Al entrar en el comedor había
observado la presencia de Víctor. Era extraño. En todos aquellos
meses que llevaba en la pensión era la primera vez que lo veía
sentado a nuestra mesa. Noté que apenas se hablaba durante la cena y
de cuando en cuando el andaluz cambiaba alguna mirada significativa
con el navarro. Los asturianos se mostraban algo más locuaces entre
ellos, aunque también guardaban cierto comedimiento.

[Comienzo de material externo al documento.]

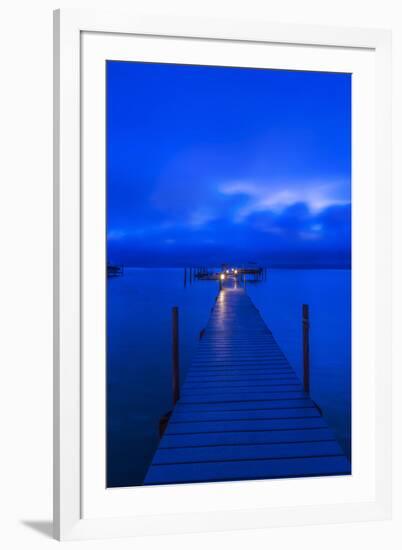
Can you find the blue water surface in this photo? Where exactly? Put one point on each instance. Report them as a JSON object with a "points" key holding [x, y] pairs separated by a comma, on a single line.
{"points": [[139, 379]]}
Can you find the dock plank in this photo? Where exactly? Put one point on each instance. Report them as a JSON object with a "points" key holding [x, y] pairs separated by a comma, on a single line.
{"points": [[243, 413]]}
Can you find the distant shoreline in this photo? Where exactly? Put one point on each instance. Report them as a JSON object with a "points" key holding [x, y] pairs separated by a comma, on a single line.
{"points": [[276, 267]]}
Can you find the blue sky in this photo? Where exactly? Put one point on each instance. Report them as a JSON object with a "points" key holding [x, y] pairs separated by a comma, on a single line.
{"points": [[207, 165]]}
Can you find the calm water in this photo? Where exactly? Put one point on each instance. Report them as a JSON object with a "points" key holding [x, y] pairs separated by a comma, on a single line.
{"points": [[139, 349]]}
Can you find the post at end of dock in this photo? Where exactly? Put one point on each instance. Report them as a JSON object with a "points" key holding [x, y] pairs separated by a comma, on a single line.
{"points": [[175, 354], [306, 347]]}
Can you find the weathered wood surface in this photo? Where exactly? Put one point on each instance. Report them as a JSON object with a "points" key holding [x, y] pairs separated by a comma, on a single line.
{"points": [[242, 412]]}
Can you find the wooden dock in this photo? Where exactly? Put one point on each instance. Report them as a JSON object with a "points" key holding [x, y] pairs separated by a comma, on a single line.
{"points": [[242, 412]]}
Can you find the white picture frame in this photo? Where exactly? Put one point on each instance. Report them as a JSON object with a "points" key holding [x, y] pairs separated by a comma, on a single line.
{"points": [[83, 507]]}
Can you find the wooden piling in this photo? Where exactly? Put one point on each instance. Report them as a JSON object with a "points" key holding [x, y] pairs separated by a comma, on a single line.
{"points": [[306, 347], [175, 354]]}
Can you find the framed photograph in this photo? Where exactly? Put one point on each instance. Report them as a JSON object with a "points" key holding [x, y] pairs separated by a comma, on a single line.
{"points": [[222, 275]]}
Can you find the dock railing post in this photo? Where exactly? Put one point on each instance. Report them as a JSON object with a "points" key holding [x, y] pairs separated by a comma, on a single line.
{"points": [[175, 354], [306, 347]]}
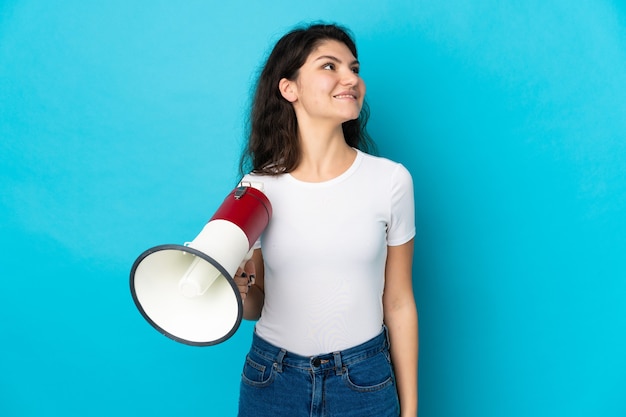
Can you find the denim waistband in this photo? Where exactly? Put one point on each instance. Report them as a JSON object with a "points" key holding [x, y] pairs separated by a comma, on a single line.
{"points": [[334, 360]]}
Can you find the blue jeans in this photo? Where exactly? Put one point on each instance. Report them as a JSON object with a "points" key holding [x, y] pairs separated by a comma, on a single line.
{"points": [[356, 382]]}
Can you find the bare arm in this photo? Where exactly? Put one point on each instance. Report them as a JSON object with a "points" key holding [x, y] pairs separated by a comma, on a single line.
{"points": [[252, 290], [401, 320]]}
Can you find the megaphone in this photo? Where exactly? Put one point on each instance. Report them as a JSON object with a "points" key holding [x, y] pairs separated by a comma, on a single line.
{"points": [[187, 292]]}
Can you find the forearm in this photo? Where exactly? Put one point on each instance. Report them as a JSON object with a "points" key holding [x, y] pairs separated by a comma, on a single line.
{"points": [[404, 346]]}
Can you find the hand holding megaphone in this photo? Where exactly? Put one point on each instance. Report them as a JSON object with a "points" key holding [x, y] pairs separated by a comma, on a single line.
{"points": [[190, 292]]}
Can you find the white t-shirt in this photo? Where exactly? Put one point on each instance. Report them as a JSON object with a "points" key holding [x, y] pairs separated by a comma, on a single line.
{"points": [[325, 249]]}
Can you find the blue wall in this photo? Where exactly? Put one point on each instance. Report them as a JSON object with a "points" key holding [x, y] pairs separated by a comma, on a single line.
{"points": [[120, 127]]}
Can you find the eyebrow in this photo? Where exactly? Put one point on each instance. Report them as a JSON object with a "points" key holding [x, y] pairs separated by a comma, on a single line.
{"points": [[332, 58]]}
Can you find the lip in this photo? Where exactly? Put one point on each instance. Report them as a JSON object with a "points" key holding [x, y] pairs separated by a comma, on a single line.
{"points": [[346, 95]]}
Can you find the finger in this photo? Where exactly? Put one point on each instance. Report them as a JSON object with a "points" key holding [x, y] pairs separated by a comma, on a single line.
{"points": [[249, 268]]}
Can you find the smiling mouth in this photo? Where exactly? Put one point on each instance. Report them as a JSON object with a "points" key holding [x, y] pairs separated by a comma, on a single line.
{"points": [[351, 96]]}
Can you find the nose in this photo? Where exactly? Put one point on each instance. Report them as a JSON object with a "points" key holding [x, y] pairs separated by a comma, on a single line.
{"points": [[350, 78]]}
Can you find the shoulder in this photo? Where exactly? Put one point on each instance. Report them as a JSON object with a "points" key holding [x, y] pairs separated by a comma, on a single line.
{"points": [[384, 167]]}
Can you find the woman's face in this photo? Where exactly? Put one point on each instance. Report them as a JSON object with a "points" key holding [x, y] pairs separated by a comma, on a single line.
{"points": [[328, 86]]}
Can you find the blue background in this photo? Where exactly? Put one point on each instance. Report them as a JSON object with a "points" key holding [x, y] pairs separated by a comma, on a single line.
{"points": [[120, 129]]}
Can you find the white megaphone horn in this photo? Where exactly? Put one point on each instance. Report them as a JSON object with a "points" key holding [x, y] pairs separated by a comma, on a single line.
{"points": [[187, 292]]}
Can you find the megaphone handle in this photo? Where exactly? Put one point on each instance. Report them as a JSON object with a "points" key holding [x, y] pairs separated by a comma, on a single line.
{"points": [[246, 258]]}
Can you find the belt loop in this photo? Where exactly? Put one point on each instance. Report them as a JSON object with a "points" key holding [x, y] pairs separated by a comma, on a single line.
{"points": [[338, 364], [279, 360]]}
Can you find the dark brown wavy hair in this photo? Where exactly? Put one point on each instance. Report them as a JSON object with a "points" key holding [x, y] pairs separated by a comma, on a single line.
{"points": [[273, 146]]}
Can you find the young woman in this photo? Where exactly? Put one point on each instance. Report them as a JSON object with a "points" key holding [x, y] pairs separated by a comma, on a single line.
{"points": [[330, 279]]}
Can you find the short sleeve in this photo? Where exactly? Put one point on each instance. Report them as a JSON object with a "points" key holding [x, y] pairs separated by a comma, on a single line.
{"points": [[401, 227]]}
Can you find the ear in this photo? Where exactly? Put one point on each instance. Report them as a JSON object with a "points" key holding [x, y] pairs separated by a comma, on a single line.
{"points": [[287, 89]]}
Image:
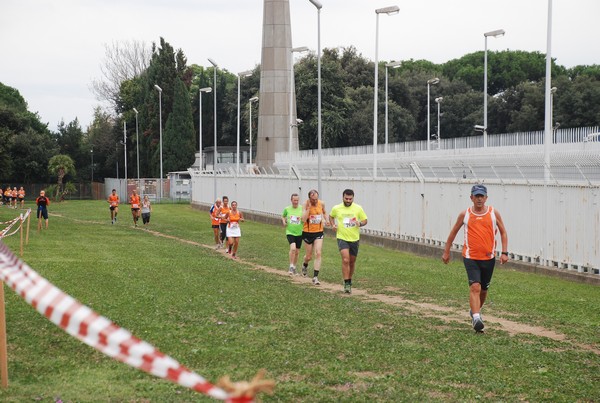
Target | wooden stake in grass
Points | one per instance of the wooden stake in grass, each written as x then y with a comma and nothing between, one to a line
3,349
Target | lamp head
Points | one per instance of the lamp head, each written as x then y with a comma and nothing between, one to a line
388,10
316,4
300,49
495,34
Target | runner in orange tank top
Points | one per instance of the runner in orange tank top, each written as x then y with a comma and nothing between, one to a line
223,223
135,202
113,202
481,223
215,219
314,217
234,217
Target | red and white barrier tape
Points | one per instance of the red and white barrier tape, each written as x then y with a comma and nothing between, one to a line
97,331
21,219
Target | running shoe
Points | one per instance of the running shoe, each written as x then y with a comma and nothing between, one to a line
478,325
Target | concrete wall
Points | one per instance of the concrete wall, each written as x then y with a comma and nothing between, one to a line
555,226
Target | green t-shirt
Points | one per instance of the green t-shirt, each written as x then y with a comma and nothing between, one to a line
348,221
293,217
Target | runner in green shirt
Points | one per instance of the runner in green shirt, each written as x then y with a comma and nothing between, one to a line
346,218
291,218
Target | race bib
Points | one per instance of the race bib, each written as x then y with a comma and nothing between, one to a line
314,219
350,222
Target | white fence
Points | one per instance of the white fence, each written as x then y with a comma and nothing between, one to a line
554,225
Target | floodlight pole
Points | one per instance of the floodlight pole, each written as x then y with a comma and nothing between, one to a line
389,11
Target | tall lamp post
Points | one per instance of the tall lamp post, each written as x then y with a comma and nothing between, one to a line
125,150
389,11
438,101
137,142
250,101
215,126
495,34
394,65
291,100
318,5
205,89
240,75
160,137
432,81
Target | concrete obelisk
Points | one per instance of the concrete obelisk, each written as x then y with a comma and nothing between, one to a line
274,111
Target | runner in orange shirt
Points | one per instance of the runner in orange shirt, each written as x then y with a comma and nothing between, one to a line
215,218
13,194
134,201
113,202
223,223
234,217
481,224
21,197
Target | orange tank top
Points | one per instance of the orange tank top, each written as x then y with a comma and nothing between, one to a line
113,200
224,211
314,221
134,201
480,234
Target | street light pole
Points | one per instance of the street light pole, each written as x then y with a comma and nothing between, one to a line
432,81
291,100
389,11
439,100
495,34
318,5
253,99
240,75
215,126
137,142
125,150
160,137
394,65
205,89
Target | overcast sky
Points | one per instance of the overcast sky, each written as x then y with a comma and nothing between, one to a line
51,50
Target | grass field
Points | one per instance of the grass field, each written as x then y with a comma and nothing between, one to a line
403,335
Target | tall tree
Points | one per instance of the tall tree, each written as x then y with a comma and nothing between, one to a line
122,61
61,165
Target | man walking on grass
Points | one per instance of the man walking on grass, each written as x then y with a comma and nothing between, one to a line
347,218
481,224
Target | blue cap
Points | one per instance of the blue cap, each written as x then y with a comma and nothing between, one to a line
479,190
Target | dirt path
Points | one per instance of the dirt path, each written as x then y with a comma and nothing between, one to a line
422,308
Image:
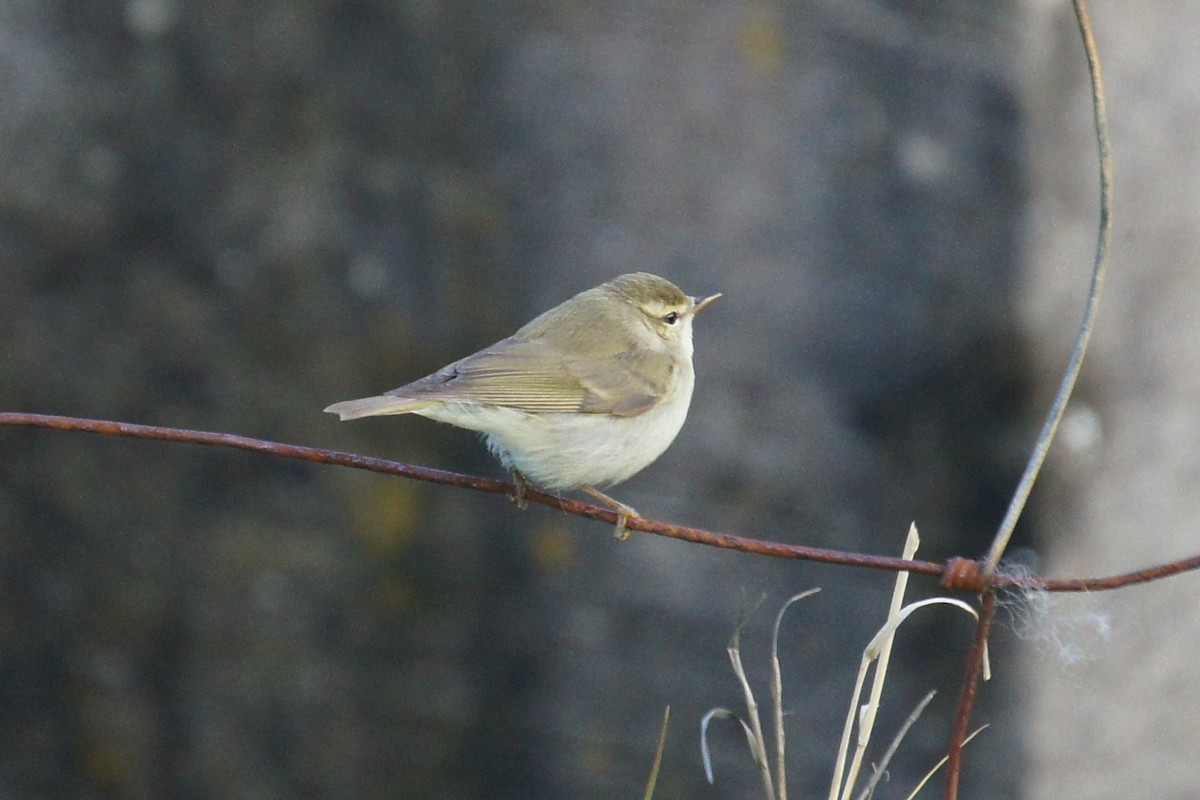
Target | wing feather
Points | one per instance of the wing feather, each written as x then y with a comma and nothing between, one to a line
533,376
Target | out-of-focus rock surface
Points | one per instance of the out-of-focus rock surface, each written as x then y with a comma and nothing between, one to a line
227,215
1113,683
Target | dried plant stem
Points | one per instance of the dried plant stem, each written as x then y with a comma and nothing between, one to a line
1093,301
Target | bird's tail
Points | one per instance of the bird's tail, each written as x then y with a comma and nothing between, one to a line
377,405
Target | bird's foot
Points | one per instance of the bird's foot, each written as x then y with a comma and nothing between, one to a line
624,512
520,485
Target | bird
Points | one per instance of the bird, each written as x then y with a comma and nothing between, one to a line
586,395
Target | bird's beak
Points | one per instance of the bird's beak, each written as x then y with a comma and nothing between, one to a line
700,302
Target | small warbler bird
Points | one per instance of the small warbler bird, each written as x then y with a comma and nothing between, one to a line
586,395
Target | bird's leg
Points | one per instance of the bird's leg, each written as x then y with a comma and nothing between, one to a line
624,512
521,485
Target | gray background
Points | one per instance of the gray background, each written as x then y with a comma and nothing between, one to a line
228,215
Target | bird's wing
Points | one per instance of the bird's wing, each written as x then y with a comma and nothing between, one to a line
534,376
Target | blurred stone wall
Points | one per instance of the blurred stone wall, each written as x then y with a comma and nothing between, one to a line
1114,678
227,215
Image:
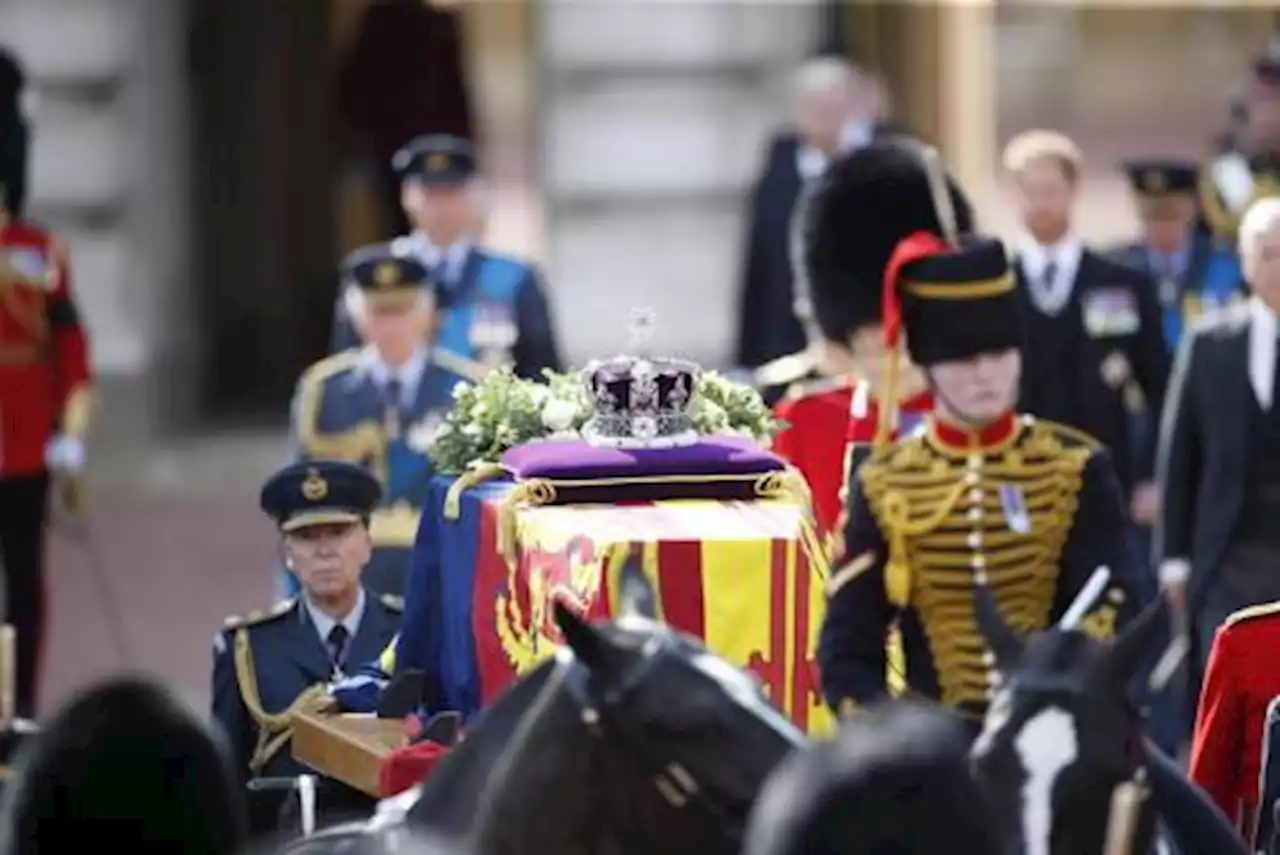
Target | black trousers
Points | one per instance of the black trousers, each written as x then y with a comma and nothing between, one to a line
23,517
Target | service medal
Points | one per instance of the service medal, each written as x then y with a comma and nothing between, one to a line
1014,504
1116,370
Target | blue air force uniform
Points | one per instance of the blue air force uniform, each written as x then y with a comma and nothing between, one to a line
498,305
1197,278
268,664
353,407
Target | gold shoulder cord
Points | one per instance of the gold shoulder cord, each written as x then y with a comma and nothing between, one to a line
273,731
361,442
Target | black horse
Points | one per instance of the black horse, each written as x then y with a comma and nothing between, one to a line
632,739
1063,754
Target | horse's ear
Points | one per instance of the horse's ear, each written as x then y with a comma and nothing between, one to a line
1001,638
584,640
1127,653
638,595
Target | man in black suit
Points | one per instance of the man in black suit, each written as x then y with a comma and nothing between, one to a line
1219,533
836,109
1095,350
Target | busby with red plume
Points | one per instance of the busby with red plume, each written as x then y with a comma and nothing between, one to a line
952,302
13,135
854,218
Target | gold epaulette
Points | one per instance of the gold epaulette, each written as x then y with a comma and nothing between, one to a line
1065,435
260,616
1261,609
329,366
360,442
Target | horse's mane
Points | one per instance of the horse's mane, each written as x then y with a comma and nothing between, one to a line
452,791
539,798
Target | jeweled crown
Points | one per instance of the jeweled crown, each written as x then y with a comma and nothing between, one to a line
640,402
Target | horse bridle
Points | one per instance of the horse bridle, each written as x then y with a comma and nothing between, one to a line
676,785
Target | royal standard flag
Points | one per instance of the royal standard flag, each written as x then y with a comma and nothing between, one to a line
744,576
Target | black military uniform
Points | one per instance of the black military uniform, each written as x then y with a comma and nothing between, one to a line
1029,508
1098,360
270,664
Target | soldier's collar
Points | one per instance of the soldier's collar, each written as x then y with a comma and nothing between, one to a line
963,440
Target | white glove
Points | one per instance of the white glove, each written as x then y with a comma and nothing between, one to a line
65,455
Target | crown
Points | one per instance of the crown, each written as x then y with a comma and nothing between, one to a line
640,402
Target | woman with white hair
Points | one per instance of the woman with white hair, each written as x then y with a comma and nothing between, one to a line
1219,463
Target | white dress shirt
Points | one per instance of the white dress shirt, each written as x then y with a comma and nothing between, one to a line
1051,297
1262,351
410,374
324,623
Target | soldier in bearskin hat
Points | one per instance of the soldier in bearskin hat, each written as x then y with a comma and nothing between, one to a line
982,495
848,228
45,387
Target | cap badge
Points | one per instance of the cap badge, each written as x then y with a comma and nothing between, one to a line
314,487
387,274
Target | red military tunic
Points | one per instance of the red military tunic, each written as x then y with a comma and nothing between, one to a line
817,414
1242,677
830,421
44,365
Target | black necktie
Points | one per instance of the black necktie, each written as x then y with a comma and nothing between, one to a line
1048,278
439,274
1274,411
337,643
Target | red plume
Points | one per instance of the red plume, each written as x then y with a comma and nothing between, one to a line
913,247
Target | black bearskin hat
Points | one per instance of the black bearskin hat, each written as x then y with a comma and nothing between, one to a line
956,302
13,135
895,782
124,762
853,219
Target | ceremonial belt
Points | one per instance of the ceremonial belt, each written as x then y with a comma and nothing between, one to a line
273,730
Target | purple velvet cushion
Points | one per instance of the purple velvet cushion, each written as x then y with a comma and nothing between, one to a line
714,467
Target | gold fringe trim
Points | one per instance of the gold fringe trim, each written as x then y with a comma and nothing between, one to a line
474,476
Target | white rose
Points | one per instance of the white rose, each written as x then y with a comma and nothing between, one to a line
558,415
538,394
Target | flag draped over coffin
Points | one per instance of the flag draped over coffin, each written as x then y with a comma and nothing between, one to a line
745,576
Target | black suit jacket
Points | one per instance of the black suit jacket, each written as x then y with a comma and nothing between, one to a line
768,327
1104,403
1203,444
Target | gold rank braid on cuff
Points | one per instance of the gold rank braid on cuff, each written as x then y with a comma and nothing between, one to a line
273,730
78,411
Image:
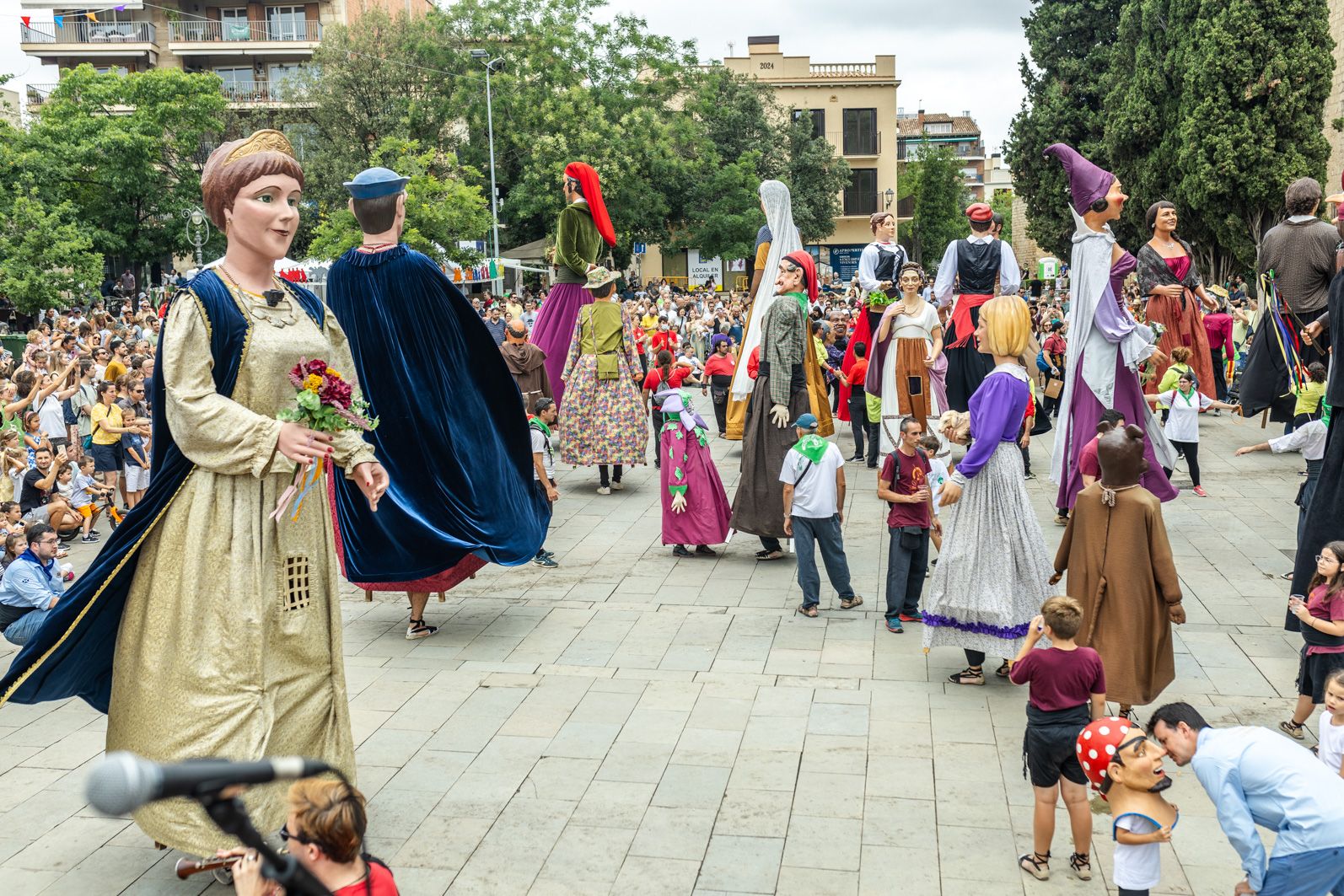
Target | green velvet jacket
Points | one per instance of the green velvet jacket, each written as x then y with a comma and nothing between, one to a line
577,244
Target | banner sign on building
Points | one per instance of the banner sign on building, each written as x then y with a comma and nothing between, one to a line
702,271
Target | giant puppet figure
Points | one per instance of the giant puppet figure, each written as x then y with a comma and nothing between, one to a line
582,235
1106,344
780,396
206,628
778,238
466,499
1121,571
970,269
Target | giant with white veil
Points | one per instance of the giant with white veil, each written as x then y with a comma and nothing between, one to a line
784,238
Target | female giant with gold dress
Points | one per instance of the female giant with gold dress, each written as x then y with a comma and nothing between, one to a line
226,624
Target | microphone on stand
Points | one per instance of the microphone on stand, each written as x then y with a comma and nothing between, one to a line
124,781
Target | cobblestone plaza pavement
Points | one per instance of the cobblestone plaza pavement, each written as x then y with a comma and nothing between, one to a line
636,724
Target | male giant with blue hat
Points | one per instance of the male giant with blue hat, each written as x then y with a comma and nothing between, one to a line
452,422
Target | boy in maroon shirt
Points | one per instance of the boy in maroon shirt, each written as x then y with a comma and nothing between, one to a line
1067,692
903,482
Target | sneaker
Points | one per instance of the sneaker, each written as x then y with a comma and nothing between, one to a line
417,629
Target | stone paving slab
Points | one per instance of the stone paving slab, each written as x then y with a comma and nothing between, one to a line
631,723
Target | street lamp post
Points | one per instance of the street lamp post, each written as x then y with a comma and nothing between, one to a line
491,65
198,231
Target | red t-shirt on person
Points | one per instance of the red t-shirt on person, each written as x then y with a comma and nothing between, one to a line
909,479
1088,461
653,382
380,880
1059,679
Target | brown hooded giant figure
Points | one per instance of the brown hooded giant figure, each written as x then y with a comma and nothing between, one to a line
1121,570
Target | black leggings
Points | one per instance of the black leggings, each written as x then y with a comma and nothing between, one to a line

Terminada la cena, Víctor se
esfumó como una exhalación. Los asturianos tampoco se demoraron.
—¿Ha vihto, Carmelo? Ése
casi no ehpera ni por lo pohtre.
—Sí, pues. Paíce que lo
persiguiera el diablo.
—Er diablo sí que lo
persigue, pero eh er diablo que yo me sé. ¡Si huebiera oío ehta
mañana er ruío que se ha armao por aquí…! Ehto paresía un
infierno. ¡Había que ver a la do muhere contra er carsonaso der
marío!
—Así, tú lo viste todo,
pues.
—No. Yo ehtaba en mi cuarto.
Desde allí lo oí todo y pude imaginar lo que ehtaba ocurriendo. Ana
Mari le contehtaba, pero la que má le gritaba era la vieha. ¡Madre
de mi arma, cómo lo puso! Ahora que no crea, ér se defendía. Ar
final casi logró imponerse. Desía que no quería ver má a ese tipo
por aquí, que si lo veía le arrancaría la piel a tira. Aluego se
marsharon y ya no pude oír má.
—Así, paíce que lo ha
descubierto todo, pues.
—Eso parese.
—¡Ya era hora! Porque esto
era un escándalo, pues.
—Lo que hase farta e que ér
cumpla con su deber de marío.
—Ahora cumplirá, Antonio.
—¡Ya veremo!
—Sí, pues. Ahora cumplirá
por la cuenta que le trae.
Yo prestaba atención a la
conversación de Antonio y Carmelo sin intervenir en ella. Parecía
que la crisis familiar había llegado a su cúspide. Era de esperar
que se normalizaran sus relaciones y volviera la paz y la calma a
aquel hogar.
—Bueno, Carmelo y compañía,
sos dejo.
—¿Qué prisa tienes, pues?
—Prisa ninguna. Pero ya va
siendo hora de que me vaya pa la cama. Er médico me dise que debo
guardar musho reposo.
—¡Hala, pues, Antonio!
Hasta mañana y que descanses.
—Lo mismo sos digo. ¡A la
buena noshe!
Carmelo y yo nos quedamos
solos en el comedor. Un silencio incómodo se interpuso entre ambos.
Ninguno de los dos sabíamos qué decir. Por fin el navarro trató de
romper el hielo con una frase tópica.
—Hace calor, pues.
—Sí que lo hace.
Nuevo silencio y nueva
situación molesta. Ni uno ni el otro queríamos hablar de aquel tema
que aún se respiraba en el aire y tampoco acertábamos a iniciar
otra conversación.
—Se va haciendo tarde, pues.
Habrá que ir pensando en acostarse.
—Sí que se está haciendo
tarde.
Como movidos por un resorte,
nos levantamos los dos a un tiempo dispuestos a abandonar el comedor.
La verdad que para mí no era demasiado tarde. Pero prefería
encerrarme en mi habitación a seguir representando aquel bochornoso
papel. Y creo que otro tanto le ocurría a Carmelo.